On April 10, 2008, EXA and FAE jointly flew the EXA/FAE-01 microgravity research mission, the first mission for Project DAEDALUS, on board of a Mirage F1JE combat jet, in order to test the capabilities of the device which guides the plane to sustain 21 parabolas with 501 seconds of microgravity, becoming the firsts to achieve such feat in the Latin American region. On that same month EXA started the Project POSEIDON, the biomedical research of children working in microgravity environments, for this purpose, it develops a variable gravity training program for children between 17 and 7 years old. During the flight the children performed 3 different experiments and data was collected about their tasks, the children performed better than expected in microgravity.

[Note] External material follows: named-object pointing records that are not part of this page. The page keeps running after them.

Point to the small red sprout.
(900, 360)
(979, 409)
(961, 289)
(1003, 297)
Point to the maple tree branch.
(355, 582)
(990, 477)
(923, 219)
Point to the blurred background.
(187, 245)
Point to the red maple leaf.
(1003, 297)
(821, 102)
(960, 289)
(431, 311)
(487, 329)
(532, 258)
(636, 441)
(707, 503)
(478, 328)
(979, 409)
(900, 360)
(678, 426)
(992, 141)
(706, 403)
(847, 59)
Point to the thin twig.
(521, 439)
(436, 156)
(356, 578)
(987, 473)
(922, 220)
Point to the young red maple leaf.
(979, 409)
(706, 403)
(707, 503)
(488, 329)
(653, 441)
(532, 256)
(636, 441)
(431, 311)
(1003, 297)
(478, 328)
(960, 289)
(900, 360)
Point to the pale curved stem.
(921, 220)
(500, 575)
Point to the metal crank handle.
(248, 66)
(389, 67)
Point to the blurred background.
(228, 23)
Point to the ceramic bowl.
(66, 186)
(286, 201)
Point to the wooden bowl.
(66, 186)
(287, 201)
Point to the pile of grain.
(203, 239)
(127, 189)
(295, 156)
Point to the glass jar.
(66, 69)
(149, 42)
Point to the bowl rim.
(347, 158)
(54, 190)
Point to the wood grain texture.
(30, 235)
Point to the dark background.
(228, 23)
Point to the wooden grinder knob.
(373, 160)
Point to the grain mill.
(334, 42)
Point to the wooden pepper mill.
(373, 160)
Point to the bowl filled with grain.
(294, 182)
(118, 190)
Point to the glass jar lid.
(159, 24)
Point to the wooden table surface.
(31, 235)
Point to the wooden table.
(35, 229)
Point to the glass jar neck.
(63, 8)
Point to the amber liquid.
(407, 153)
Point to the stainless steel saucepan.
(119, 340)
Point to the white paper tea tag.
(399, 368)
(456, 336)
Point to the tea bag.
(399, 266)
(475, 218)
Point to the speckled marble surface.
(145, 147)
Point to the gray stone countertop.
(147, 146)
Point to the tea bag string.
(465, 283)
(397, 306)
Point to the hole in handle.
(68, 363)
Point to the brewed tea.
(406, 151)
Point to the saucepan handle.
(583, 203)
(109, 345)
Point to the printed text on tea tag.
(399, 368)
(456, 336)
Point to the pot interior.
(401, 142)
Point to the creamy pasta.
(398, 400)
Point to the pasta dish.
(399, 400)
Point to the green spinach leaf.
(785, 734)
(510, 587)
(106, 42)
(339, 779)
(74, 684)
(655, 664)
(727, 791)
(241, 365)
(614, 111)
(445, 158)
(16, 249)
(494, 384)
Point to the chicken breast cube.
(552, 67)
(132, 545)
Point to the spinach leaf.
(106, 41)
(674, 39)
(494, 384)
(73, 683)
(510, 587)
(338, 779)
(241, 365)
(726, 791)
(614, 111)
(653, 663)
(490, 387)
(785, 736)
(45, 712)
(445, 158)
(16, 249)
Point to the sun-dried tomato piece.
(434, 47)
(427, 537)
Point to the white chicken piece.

On October 22 EXA published de HIPERION report, a 1-year field study analyzing the latest 28 years of data from 10 satellites and more than 200 ground stations around the world plus 2 ground stations on Ecuadorian territory. The study concluded that the ozone layer over the tropics is damaged and as a result, extreme levels of UV radiation were found to be hitting Ecuadorian territory. EXA also implemented the “Reactive Alert Network HIPERION,” a real time alert system protecting more than 4 million people by giving them real time and accurate information about UV radiation levels. On July 21, 2011, ClydeSpace—the company building the UKUBE-1 satellite for the British Space Agency, announced that 8 structural parts made of titanium and designed and built by the EXA in Ecuador would be part of the spacecraft. This was the first time in history that an Ecuadorian institution reached this level of quality and technology needed to export parts for foreign satellites.
At the beginning of October 2018, during the International Congress of Astronautics IAC2018, held in Bremen, Germany, EXA signed several historical agreements first of which included the transfer of the exclusivity of marketing of its LASER technology to a multinational company RBCSignals, the second was the agreement for the realization of the first Latin American crewed mission to space with the Space Agency of Colombia - AEC, which was due to select the first Colombian astronaut, and the third was the contract with ASTROBOTIC to start the Latin American Lunar Program.
EXA’s realization of their plan as a established part of the space sector is realistic, low cost
and moderates a lot of complexity keeping other developing nations from joining space. With the right amount of support, their mission will prepare their people to efficiently and profitably manage their geographies and access to space and technology, as well as inspire new generations to undertake bigger challenges facing other developing nations looking to join the space sector and provide technologies that will benefit the future of society at a larger scale.
As a Dominican researcher, it was very satisfying to work on this. In my country (in my time) the exposure to space science or any type of information on space agencies was non-existent.
Becoming an active part of the field has been a very fulfilling experience, and I look forward to what the future holds for other nations in Latinamerica in the space sector.